Living as a Bird An interview with
Mercedes Azpilicueta

In Living as a Bird (2019), associate professor of philosophy at the University of Liege Vinciane Despret suggests birds not only create defined territories, but are also constantly engaged in processes of deterritorialization, which can include displacements, social negotiations, and changes in the perception and use of space, in keeping with the notion of territorialization and deterritorialization proposed by Deleuze and Guattari, whereby territories are not static and fixed entities, but rather dynamic and fluid processes that constantly involve the creation and recreation of spaces and boundaries. This can occur through a variety of processes, such as migration, the invasion of new territories, political or cultural resistance, or the transformation of social relationships. Deterritorialization can lead to the destabilization of pre-existing boundaries and the creation of new forms of spatiality and belonging.

This approach challenges traditional conceptions of territories as static entities and highlights the fluidity and complexity of relationships between birds and their environment. Territorialisation is therefore not so much the act of making a space as something that one possesses but rather an expression of oneself.

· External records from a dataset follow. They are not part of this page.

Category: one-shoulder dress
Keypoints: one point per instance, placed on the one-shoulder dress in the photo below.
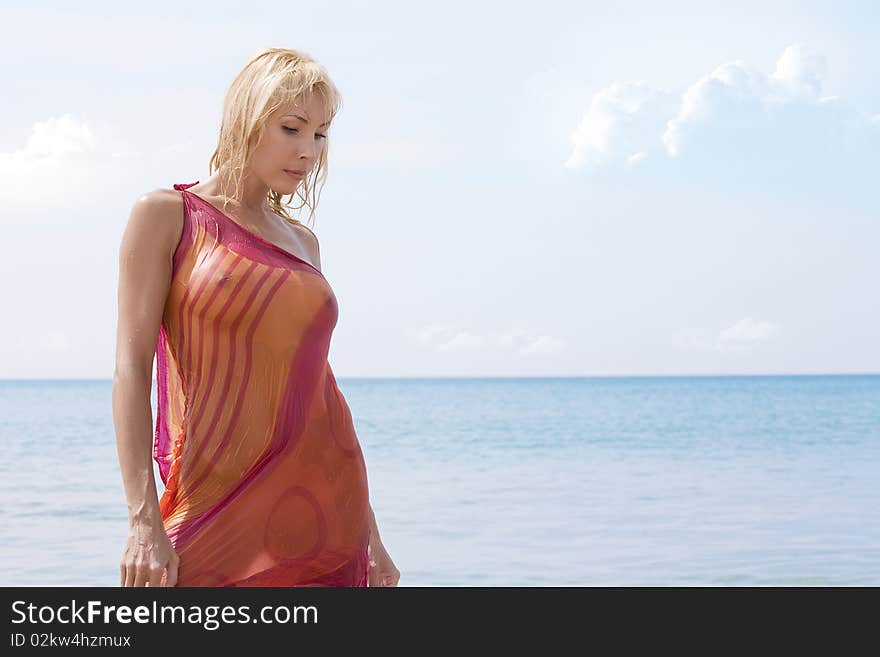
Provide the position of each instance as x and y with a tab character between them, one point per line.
265	480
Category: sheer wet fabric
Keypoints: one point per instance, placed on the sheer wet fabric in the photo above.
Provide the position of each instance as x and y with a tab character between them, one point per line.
265	481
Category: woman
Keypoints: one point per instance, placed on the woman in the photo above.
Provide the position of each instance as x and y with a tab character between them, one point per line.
265	481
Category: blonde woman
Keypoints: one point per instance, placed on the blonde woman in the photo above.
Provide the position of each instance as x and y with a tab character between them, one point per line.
265	481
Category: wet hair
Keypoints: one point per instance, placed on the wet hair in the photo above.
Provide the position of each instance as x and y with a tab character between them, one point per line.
273	78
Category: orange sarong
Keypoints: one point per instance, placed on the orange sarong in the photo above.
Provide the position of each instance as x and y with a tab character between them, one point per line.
265	481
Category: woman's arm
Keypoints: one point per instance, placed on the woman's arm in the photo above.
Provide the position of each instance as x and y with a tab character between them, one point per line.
145	254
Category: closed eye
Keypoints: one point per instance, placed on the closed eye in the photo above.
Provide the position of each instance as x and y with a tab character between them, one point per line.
317	134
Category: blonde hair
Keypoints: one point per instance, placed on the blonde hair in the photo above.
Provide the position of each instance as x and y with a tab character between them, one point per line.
273	78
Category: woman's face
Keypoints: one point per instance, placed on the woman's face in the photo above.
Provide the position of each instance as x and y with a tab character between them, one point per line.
293	138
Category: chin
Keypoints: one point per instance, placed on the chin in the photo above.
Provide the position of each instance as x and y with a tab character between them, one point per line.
285	187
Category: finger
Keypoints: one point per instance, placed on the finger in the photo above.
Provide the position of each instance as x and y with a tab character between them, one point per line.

The territory is not merely a static place, but one characterized by the expressiveness of rhythm, i.e. the ability to create and maintain a certain kind of interaction and communication within a specific space. According to Vinciane Despret, birds not only inhabit a physical space, but are also involved in a range of activities and behaviors that help define and maintain their territory. These include singing, nest-building, signaling the presence of predators, and negotiating social relationships with other individuals of the same and of different species. Birds sing to mark a territory, but the relationships between the bird, the song, the territory and the bird’s community are highly complex and individually variable.

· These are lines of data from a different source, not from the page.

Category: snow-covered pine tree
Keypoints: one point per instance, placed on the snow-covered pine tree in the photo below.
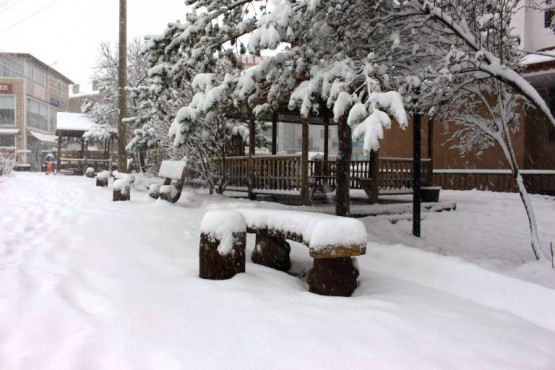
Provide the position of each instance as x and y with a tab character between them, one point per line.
326	61
471	74
103	110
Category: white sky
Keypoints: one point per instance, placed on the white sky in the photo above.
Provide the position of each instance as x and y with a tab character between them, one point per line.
65	34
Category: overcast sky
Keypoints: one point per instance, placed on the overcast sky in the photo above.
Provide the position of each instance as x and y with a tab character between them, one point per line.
65	34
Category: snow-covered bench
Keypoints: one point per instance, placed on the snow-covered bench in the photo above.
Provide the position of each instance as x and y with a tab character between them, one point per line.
170	171
332	241
122	186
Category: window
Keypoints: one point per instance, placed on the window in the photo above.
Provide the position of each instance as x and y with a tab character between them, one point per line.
52	119
11	66
36	74
37	114
7	140
7	110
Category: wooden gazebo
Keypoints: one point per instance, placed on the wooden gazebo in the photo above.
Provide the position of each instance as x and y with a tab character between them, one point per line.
73	126
304	176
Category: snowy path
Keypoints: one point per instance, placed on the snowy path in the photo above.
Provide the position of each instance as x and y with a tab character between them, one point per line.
86	283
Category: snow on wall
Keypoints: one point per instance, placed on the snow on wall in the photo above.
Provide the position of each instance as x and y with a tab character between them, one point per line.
172	169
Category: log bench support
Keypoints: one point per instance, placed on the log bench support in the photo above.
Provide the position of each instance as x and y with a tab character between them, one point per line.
271	251
217	266
170	171
102	181
333	276
122	194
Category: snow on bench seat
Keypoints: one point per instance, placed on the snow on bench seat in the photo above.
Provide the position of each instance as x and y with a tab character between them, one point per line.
325	235
172	169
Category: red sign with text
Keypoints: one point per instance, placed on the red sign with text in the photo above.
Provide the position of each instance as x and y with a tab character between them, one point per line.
6	88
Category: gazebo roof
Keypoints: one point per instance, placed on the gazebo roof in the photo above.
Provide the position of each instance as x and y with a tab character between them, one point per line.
73	122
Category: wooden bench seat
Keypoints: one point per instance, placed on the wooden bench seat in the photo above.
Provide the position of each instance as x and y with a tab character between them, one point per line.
332	241
171	171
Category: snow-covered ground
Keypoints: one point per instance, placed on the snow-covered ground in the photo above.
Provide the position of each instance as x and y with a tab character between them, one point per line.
87	283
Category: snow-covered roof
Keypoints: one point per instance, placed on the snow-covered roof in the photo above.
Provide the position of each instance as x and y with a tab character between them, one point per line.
73	121
9	131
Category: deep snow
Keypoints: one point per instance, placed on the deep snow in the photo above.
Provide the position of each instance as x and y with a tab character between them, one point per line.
87	283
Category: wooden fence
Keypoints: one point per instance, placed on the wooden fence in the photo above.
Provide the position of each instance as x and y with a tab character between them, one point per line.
284	172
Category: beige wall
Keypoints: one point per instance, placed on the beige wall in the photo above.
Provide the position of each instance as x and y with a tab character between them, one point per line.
398	143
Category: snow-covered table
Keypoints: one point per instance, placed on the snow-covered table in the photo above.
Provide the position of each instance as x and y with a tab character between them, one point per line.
332	241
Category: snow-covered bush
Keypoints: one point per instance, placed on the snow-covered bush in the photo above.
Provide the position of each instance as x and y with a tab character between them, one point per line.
7	164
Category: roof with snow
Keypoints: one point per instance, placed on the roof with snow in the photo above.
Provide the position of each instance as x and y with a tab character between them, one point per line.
73	121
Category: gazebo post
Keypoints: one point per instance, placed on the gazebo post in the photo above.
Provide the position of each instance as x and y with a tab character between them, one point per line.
305	190
326	139
374	175
83	154
430	178
252	145
274	131
58	159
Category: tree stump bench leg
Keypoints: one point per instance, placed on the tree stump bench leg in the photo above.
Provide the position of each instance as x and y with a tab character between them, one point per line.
333	276
102	181
272	251
217	266
122	194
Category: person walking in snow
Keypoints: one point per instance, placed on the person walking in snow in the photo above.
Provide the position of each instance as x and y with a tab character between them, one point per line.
49	161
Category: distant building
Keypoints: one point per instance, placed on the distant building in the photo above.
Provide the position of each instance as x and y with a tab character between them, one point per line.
31	95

For the author, the singing would be then an extension of the bird’s body in space.
In this sense Despret emphasizes that there would be a dynamic of reciprocity: appropriating a place consists in conforming it to oneself and in conforming to it.

It is with three birds of different species—the kingfisher, the green woodpecker and the hoopoe, representing the diversity of species that inhabit the Brembate Biodiversity Oasis—that artist Mercedes Azpilicueta stages the performance Que este mundo permanezca.

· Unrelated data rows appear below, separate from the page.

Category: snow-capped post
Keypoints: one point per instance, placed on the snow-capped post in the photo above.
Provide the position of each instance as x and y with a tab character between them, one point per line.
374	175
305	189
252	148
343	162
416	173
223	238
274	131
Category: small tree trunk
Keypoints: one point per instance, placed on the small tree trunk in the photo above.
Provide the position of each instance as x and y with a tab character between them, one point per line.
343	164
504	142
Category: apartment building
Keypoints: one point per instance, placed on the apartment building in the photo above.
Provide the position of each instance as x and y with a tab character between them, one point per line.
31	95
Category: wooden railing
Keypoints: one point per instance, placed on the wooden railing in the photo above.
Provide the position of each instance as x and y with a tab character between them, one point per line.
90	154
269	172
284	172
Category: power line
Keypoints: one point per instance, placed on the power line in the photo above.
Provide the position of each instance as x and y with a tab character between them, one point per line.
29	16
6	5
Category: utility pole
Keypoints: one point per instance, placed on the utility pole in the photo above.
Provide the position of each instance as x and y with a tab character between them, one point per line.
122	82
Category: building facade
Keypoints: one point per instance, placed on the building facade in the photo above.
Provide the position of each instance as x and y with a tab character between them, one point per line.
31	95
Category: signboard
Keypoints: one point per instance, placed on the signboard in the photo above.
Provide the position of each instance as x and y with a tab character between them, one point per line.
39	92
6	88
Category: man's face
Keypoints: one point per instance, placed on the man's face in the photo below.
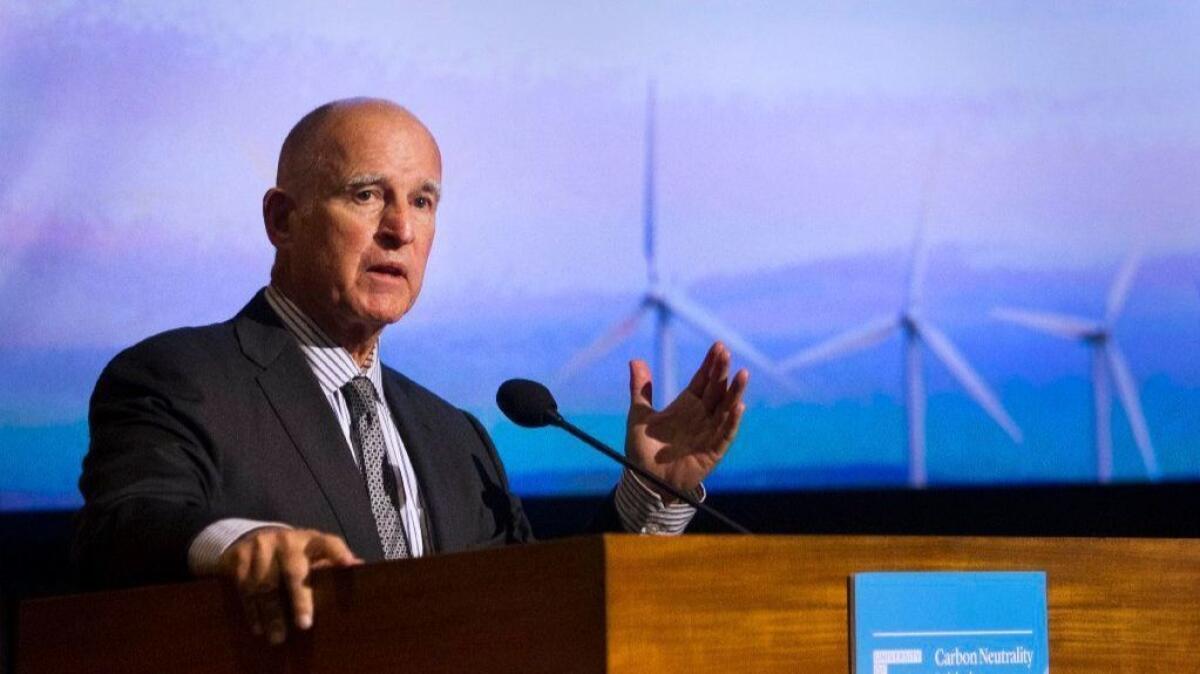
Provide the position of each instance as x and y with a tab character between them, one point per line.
364	223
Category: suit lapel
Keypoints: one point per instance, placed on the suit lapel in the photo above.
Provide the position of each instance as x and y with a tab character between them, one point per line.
430	464
297	399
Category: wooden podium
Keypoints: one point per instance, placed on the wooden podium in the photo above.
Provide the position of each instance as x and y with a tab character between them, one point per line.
627	603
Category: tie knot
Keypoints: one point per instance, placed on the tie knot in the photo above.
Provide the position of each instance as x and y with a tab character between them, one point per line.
359	391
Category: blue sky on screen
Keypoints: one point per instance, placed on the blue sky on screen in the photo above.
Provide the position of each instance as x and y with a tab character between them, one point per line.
793	143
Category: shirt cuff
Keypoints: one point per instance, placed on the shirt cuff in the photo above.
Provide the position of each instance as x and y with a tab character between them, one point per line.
641	510
208	546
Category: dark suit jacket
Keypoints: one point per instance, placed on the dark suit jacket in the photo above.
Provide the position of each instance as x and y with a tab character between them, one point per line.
227	420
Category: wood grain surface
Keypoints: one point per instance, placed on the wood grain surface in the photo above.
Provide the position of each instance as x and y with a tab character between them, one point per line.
768	603
628	603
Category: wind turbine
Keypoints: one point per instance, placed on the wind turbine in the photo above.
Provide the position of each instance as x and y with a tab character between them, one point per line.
1108	362
915	331
667	304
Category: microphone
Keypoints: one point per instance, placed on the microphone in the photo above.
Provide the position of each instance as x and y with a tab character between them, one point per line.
531	404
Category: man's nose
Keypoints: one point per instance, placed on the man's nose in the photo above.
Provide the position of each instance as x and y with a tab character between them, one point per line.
395	227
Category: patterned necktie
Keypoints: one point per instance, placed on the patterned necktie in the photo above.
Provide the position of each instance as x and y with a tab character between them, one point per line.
367	434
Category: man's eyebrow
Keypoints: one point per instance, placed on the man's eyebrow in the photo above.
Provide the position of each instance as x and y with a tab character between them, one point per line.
364	180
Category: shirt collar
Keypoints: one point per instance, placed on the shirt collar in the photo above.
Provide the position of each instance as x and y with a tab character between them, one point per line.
333	365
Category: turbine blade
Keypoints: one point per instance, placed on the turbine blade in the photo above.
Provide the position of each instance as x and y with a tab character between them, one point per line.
855	339
919	247
1128	393
1121	284
961	369
603	344
1059	325
915	411
709	325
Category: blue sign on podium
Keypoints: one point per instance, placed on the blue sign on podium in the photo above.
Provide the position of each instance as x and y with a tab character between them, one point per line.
949	623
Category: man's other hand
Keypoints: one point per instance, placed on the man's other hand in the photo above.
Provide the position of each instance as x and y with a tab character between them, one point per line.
685	440
270	566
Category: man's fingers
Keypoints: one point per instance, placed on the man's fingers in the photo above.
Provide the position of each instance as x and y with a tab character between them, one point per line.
732	408
327	548
641	392
295	578
718	379
729	428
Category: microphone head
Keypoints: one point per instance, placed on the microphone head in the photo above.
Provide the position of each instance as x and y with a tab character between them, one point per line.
527	403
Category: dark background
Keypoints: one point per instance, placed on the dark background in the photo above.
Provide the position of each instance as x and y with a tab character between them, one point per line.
35	546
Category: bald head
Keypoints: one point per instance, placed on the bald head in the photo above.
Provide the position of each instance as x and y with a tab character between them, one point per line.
353	215
313	140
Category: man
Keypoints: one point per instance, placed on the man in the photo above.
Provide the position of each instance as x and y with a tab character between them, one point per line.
276	443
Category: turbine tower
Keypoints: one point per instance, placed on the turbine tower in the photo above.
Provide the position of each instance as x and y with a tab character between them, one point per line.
666	302
915	331
1108	363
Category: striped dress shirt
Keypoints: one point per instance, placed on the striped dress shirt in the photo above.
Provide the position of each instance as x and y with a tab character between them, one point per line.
639	507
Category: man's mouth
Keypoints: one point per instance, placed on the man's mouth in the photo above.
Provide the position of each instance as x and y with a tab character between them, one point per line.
387	269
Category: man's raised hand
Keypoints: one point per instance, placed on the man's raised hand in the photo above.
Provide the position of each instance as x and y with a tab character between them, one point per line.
270	567
685	440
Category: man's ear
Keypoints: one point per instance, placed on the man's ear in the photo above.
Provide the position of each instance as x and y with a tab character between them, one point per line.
277	209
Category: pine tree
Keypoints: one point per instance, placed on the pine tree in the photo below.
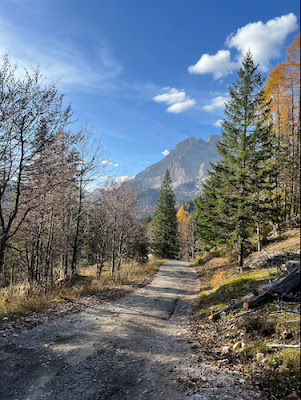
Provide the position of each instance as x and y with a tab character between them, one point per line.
164	225
238	191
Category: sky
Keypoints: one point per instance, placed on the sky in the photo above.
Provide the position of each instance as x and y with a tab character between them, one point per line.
145	74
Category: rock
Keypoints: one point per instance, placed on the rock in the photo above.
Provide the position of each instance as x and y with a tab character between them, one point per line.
259	356
200	397
225	350
223	361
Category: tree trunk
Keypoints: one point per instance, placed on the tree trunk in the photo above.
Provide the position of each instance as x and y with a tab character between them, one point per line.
240	255
258	238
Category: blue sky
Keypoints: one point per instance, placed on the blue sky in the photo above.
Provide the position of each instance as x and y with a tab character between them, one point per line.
146	74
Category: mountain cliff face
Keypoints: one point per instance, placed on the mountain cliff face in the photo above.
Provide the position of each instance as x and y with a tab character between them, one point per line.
188	165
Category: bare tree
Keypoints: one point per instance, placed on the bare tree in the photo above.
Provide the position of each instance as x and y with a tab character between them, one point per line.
31	116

Right from the title, “May this world remain” suggests a reflection on the conservation of the natural environment, in which the concept of “world” may be interpreted in reference to biodiversity or even the harmonious coexistence between humans and the environment. Focusing on the histories and perspectives of birds, Azpilicueta invites us to embrace the plurality of voices and experiences in the animal world, challenging anthropocentric and privileged conceptions of humans as the gatekeepers of meaning and value.

Thus, by studying the behavior of birds and their interaction with the environment, the artist together with local performers have developed a nomadic, staged narrative.



This collaborative approach in devising the performance reflects Azpilicueta’s artistic practice, which often involves various actors in the creative process. In fact, the artist has worked closely with Alberto Allegretti to create a series of carefully designed costumes and masks—made from discarded fabrics and other materials—that evoke the colors and peculiarities of these creatures’ plumage. The performers Nicola Forlani, Aurora Rota, accompanied by choreographer Antonella Fittipaldi, follow a script made up of gestures and movements, and tell of the animals’ ability to thrive and adapt to an environment which—by virtue of its particular composition and morphology—serves as a metaphor for transformation and which at the same time hosts a vibrant community.

Valentina Gervasoni

This introduction is followed by five questions posed to Mercedes Azpilicueta:

How would you describe the typical situation leading up to the elaboration of a project? What phases are most recurrent in the project elaboration process?

There are different stages in the coming together of a project. I need some time in between those moments for ideas to settle down. First, there is a clear starting point, the beginning of a research, a question or condition/s that set the tone for the work to come. Then the body gets more involved; there is a site visit, an interview, a residency or trip that helps me to think in a more embodied way. The actual making or production of something is when various elements come together, as well as the collaboration with others. This is the most important aspect I would say; because it is very important to trust the process. Not to make decisions too soon or rush to any conclusions. For me, the subtle moment between the making and the final realization is a very specific dynamic where trust, joy, but also serendipity and improvisation play a huge role. Lastly comes the execution or display of what you have made and the interactions with the public which that entails, along with you own reflections and thinking.

What do you hope communities will gain from experiencing your works?

A sense of collaboration, of enjoyment, and the idea that it is worth doing what we do. Also, the chance to be less judgmental and more kind to ourselves when we create things.

And what, instead, do you hope they will unlearn from you? Is there a particular ideology you’re hoping to dismantle?

The idea that something is new. I feel that everything we do is a recollection, a transformation of previous thinking and making.

Who are the thinkers who inspire your work?

Poets such as Circe Maia, Idea Vilariño, Juan L. Ortiz, Laura Wittner, Mariano Blatt. Mainly literature, fiction and poetry.

In what way does your practice help us imagine new worlds or a more habitable world?

I thinks thanks to the use of fiction (which I borrow from literature and poetry), storytelling, humor as well as the use of history and what I call “irreverent” research (artistic research, less formal, less in response to a particular science). All those help us to recreate, to retell our lives and how we live.

Note biografiche

Visual artist and performer from Buenos Aires, Mercedes Azpilicueta (La Plata, 1981) lives and works in Amsterdam. She habitually collaborates with archives, libraries, historians, dancers, textile designers, and urban planners to bring to life her layered installations, in which tapestries, free-standing sculptures, videos, objects and salvaged materials are combined with architectural elements. Azpilicueta’s works traverse history and geography to give voice to unheard and dissident figures from the past, stories, myths, and legends through which to explore the affective qualities and political dimension of language and voice, the processes underlying the formation of cultural memory and the construction of gender and subjectivity. Her work is manifested in performative and sculptural installations, inspired by speculative and fictional Latino literature, Neo-Baroque art history, contemporary popular culture, and new materialism theory. Through collaborative and interdisciplinary practices, she combines “precarious,” craft-based techniques—historically associated with domestic obsolete knowledge—with industrialized productions.